By: Renee Stromberg
Communications service providers (CSPs) need to continually provision, de-provision and reconfigure both services and network elements to optimize network performance, reliability and security as well as sell business services to their customers. For those who manage this process the job is demanding, time-sensitive and prone to human error. Their ability to perform these continual and often manual configuration tasks affects both revenue and expenses.
What CSPs need is a way to automate the process in a way that optimizes speed, accuracy and reliability for all services and network elements. This need gets harder each passing day as network elements multiply, services become more complex, trends such as virtualization, cloud and mobility make networks highly dynamic, management struggle to maintain adequate staffing levels, and economic pressures require operations to do more with less. For these reasons CSPs need a solution that automates and simplifies the configuration of network elements.
Some point solutions exist for specific services but those are usually vendor-specific. What is needed is a solution that is as simple to implement as point solutions, but deliver on the promise of custom developed, full spectrum solutions. A model-driven approach with the primary goal of guaranteeing network consistency provides this solution. This simplification of network configuration management can deliver increased service velocity and operational excellence while at the same time reducing operating expenditures.

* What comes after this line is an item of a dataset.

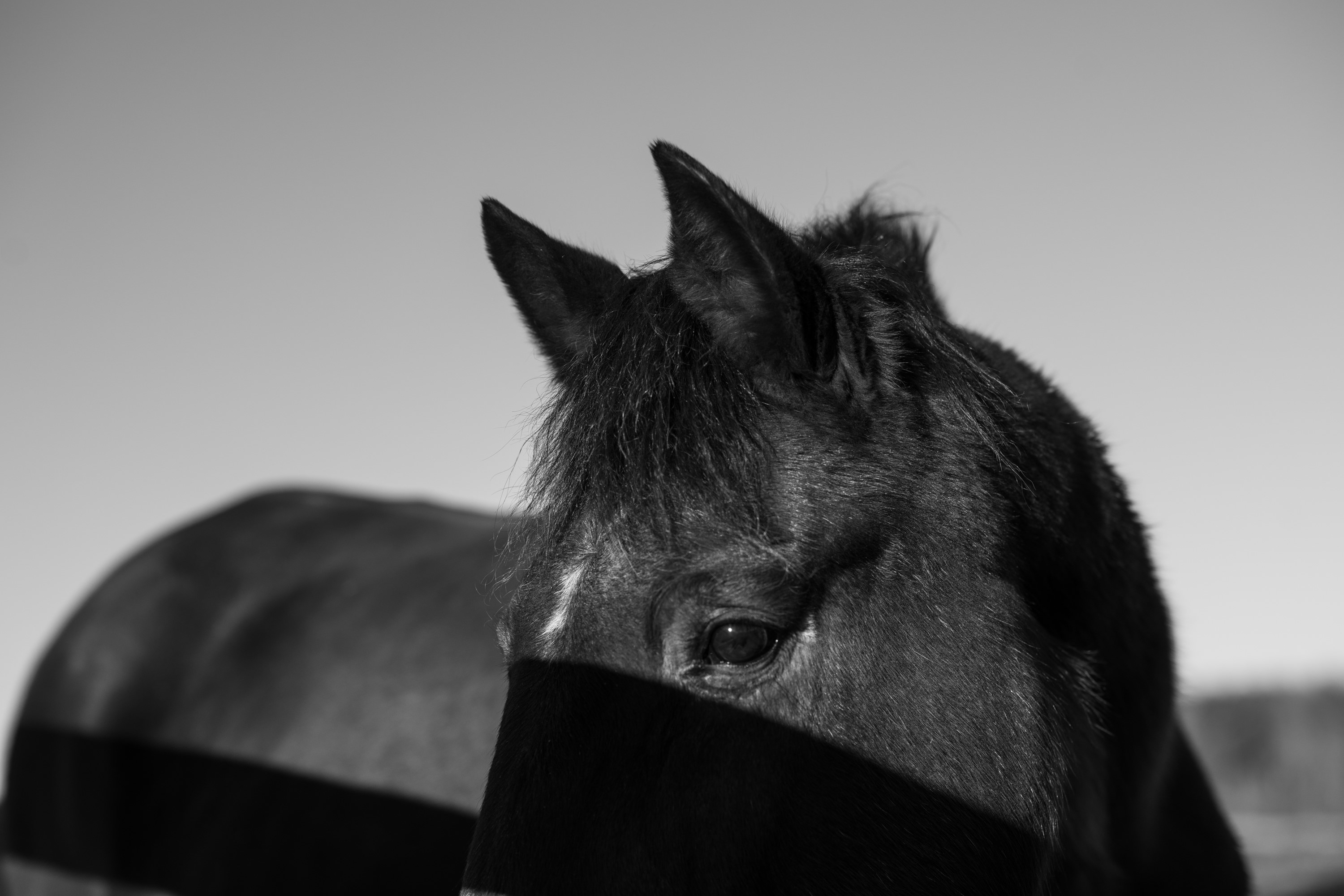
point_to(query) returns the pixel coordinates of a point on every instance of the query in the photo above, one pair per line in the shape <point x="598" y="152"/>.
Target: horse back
<point x="332" y="636"/>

Today CSP’s networks and services are complicated, flexible, and offer customers a range of differentiated products. Operations and marketing must liaise over what could be ordered by the customer, based on what service they already had, based on the network they would use, based on current available resources. Networks have grown up as stovepipe offerings with their own vendor- and service-specific management capabilities. Customers now demand one-stop shopping for all of their networking needs but the underlying legacy systems cannot provide that type of agility.
Given the upside of increasing service velocity and operational excellence, most network operations organizations have reviewed the bottlenecks and sought to automate service delivery. Many process improvement projects seem to start at the business processes and work through the various BSS and OSS systems. Unfortunately, this top-down focus on service process improvement has left a deficit in the actual deployment of configuration changes to the network elements. Current methods for this include some variation of manual work, ad hoc scripts or adapters deployed through extensive consulting projects. All of these current methods have limitations.